Taxes and Whistleblower Suits

Posted on Jul 3, 2013

Sprint-Nextel Corp. recently received some bad news from a New York supreme court. In a ruling dated June 27, New York Supreme Court Judge O. Peter Sherwood denied Sprint’s motion to dismiss a case that alleges the company deliberately failed to collect and remit sales tax. Sprint will now have to defend itself in court. Lawyers for both sides were ordered to appear at a hearing on July 24.

The case stems from a whistleblower (or qui tam) lawsuit brought in 2011. Last year, Attorney General Eric Schneiderman took over the lawsuit (as is generally permitted by law). The crux of the suit is that Sprint failed to collect and remit sales taxes on flat-rate access charges for wireless calling plans.

According to the ruling, wireless carriers that sell plans with a set amount of allowable minutes per month are required to collect and pay sales tax on the entire charge. Sprint allegedly did not do that, but instead treated a portion of the monthly charge as nontaxable. Its failure to collect tax on the entire charge is alleged to have cost state and local governments more than $100 million in tax revenue. The cost to Sprint will be three times that amount, as treble damages are permitted under New York’s False Claims Act. Sprint has expressed disappointment over the court’s decision and has indicated it intends to file an appeal.

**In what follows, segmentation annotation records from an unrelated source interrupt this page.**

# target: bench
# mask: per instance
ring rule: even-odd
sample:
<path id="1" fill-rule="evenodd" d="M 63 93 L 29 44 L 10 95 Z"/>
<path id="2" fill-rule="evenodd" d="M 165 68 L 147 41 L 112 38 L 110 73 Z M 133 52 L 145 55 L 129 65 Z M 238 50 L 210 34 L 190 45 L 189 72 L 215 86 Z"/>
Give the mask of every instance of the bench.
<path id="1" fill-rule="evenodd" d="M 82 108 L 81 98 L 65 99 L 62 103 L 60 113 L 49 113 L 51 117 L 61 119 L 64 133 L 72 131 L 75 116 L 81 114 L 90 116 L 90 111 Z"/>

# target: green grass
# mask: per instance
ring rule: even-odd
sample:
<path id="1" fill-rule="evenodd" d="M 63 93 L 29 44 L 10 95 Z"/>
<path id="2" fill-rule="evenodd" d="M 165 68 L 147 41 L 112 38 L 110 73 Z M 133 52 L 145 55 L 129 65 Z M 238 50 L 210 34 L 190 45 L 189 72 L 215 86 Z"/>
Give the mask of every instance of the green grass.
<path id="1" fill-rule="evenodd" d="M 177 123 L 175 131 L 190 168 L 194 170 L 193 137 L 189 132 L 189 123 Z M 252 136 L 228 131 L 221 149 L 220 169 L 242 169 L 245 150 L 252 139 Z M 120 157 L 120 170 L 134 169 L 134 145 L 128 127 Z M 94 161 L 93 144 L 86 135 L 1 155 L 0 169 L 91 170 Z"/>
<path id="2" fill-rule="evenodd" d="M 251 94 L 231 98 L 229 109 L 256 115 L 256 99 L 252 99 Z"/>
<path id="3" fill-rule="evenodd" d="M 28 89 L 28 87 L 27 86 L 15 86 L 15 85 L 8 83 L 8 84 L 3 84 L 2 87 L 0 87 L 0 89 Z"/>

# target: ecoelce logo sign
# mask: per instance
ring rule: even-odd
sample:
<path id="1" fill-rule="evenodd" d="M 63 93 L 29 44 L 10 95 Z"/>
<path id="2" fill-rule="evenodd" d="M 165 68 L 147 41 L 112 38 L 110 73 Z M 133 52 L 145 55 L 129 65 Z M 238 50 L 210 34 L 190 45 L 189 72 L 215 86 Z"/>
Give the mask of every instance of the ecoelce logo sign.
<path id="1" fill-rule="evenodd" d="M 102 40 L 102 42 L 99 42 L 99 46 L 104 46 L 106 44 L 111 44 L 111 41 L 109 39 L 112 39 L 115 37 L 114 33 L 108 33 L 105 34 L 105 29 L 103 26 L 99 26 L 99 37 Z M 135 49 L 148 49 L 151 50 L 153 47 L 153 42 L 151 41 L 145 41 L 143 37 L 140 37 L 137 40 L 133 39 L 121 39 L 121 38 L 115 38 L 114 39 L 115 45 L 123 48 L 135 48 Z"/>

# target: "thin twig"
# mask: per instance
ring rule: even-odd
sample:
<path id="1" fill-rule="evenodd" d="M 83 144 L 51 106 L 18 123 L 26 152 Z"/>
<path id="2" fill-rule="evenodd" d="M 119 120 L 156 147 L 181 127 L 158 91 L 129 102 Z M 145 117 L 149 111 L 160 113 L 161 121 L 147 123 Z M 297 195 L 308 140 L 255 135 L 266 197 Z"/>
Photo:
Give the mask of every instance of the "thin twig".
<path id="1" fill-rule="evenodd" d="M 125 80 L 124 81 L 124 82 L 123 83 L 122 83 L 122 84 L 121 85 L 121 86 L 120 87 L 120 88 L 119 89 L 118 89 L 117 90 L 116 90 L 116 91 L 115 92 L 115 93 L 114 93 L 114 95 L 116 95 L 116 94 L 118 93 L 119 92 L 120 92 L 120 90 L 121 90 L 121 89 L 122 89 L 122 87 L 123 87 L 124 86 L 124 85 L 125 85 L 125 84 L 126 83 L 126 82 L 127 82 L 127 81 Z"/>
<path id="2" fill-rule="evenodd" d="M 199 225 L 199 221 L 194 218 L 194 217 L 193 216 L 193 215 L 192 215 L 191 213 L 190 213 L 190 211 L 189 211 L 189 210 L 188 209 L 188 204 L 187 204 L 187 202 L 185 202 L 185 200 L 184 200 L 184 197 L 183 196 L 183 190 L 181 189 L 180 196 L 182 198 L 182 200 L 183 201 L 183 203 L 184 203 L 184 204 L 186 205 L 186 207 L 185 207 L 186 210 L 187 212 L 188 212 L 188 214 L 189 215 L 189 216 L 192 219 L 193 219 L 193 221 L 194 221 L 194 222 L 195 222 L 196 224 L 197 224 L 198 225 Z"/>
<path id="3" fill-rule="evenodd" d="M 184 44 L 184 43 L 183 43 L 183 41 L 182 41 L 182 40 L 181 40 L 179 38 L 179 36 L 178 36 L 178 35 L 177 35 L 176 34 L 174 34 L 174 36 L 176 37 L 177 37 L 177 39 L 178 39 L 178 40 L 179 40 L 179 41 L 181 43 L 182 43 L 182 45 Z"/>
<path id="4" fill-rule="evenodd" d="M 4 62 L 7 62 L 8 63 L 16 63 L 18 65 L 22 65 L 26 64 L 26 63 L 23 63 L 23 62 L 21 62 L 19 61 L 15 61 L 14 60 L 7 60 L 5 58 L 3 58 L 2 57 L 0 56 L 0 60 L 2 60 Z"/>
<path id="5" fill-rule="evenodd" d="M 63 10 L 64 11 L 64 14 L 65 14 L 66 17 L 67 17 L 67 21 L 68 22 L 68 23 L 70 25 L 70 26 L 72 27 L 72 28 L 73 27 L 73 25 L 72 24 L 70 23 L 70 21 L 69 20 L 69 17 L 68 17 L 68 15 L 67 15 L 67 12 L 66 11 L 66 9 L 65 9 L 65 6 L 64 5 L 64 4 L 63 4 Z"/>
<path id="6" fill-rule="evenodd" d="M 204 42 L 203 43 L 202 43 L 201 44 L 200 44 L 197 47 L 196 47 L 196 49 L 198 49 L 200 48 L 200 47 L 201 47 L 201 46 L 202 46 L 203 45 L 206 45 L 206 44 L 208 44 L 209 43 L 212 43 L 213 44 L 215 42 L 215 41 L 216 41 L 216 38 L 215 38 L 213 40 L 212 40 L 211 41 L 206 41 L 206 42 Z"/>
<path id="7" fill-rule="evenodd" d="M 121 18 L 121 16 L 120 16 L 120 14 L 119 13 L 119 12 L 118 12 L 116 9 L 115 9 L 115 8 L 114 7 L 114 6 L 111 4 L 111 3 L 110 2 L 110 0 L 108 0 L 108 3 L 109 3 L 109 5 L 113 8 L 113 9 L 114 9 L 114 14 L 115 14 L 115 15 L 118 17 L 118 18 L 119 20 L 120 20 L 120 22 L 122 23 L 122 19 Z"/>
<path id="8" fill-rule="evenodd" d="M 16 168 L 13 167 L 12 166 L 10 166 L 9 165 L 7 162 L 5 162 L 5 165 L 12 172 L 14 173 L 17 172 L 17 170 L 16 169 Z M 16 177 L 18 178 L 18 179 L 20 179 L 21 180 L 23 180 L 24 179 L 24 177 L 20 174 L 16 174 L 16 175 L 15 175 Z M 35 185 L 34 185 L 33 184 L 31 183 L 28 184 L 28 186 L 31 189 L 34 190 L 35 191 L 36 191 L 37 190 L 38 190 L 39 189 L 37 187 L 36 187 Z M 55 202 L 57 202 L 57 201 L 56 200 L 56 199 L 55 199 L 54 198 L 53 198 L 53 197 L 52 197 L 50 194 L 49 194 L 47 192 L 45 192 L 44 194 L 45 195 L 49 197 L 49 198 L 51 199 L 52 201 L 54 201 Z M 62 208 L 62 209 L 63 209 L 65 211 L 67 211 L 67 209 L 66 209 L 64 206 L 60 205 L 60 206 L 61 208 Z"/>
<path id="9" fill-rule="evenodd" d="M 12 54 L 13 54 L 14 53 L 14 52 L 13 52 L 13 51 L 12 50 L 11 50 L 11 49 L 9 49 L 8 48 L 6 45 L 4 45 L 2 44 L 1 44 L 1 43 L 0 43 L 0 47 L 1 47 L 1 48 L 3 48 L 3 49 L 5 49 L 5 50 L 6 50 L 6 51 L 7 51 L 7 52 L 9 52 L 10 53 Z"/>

This case is being followed closely in the tax community as it is the first case prosecuted under a new provision in New York law that allows tax fraud claims to be brought under the state’s whistleblower law. States have increased their use of qui tam actions to enforce state tax laws. The New York attorney general’s office has previously indicated it intends to bring more cases against corporate taxpayers.

In Sprint’s case, when the case was unsealed by the New York AG’s office, a press release was issued alleging Sprint under-collected sales taxes to gain a competitive advantage over other telecommunications companies. Sprint responded with a release of its own saying that it had properly collected taxes. Sprint argued the AG had not properly interpreted the state’s sales tax exemption for interstate voice services or the provisions of the Mobile Telecommunications Sourcing Act that allow companies to unbundle wireless services in order to separate taxable and nontaxable charges.

Regardless of who is ultimately right, sophisticated legal and tax issues will be litigated. Are these the types of issues that should be brought via a whistleblower suit? Should the government, as part of a qui tam action, be able to litigate these issues in public and potentially damage a corporate taxpayer’s reputation by accusing them of fraud?